En ese punto, Saavedra Fajardo se detuvo a mirarlos uno por uno, significativamente.

—Pero algo —prosiguió al momento— se sobreentiende en todo este negocio: si se torciera el buen logro, España lo negará todo. El embajador tiene órdenes a ese respecto, y ninguna ayuda pueden esperar vuestras mercedes en caso de escándalo... Han sido elegidos porque tienen reputación de hombres enteros, incapaces de dejarse coger vivos... Ni ser de los que, si por azar los cogen, hablan.

—Eso va de oficio —dijo Roque Paredes, y miró a todos con aire amostazado, como desafiando a darle un mentís.

Nadie lo hizo, y se dio por terminada la conferencia con las últimas instrucciones. Los señores cabos tenían el resto de la jornada para disponer a su gente, sin que los grupos se mezclaran entre ellos, y al día siguiente emprenderían viaje por las rutas previstas. Al terminar, Saavedra Fajardo se volvió hacia el gobernador para comprobar si deseaba decir algo. Gonzalo Fernández de Córdoba hizo un gesto negativo con la cabeza y se puso en pie, imitándolo todos; pero antes de abandonar la habitación se detuvo un momento.

—Alatriste, ¿no?

Lo miraba con atención, como si intentara vanamente reconocer su rostro.

—Así es, Excelencia.

—Dicen que fuisteis soldado mío en Fleurus, el año veintidós.

Asintió Alatriste con la misma sencillez que si le hubieran hablado de un bureo por la orilla del Manzanares.

—Y en Wimpfen y en Hoechst, Excelencia.

—Vaya —con la mano derecha, calzada de fina gamuza, el gobernador sacudía el otro guante en la palma desnuda de la zurda—. En algún momento debimos de estar cerca uno de otro, imagino.

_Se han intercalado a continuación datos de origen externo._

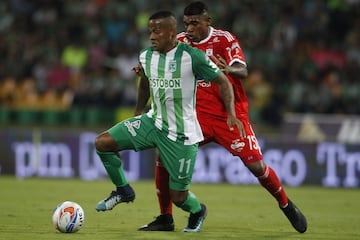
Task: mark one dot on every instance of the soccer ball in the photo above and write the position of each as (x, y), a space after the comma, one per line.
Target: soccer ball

—Así es —Alatriste miraba a su antiguo maestre de campo a los ojos, sin pestañear— En Wimpfen estuvo vuecelencia un buen rato junto a mi compañía, entre el bosque y la orilla del río, aguantando como nosotros el fuego de artillería antes de que nos ordenasen atacar... Y en Fleurus, donde serví con don Francisco de Ibarra y lo que quedaba del tercio de Cartagena, vuecelencia nos hizo el honor de acogerse entre nosotros mientras la caballería luterana cargaba una y otra vez, cerca de la granja de Chassart.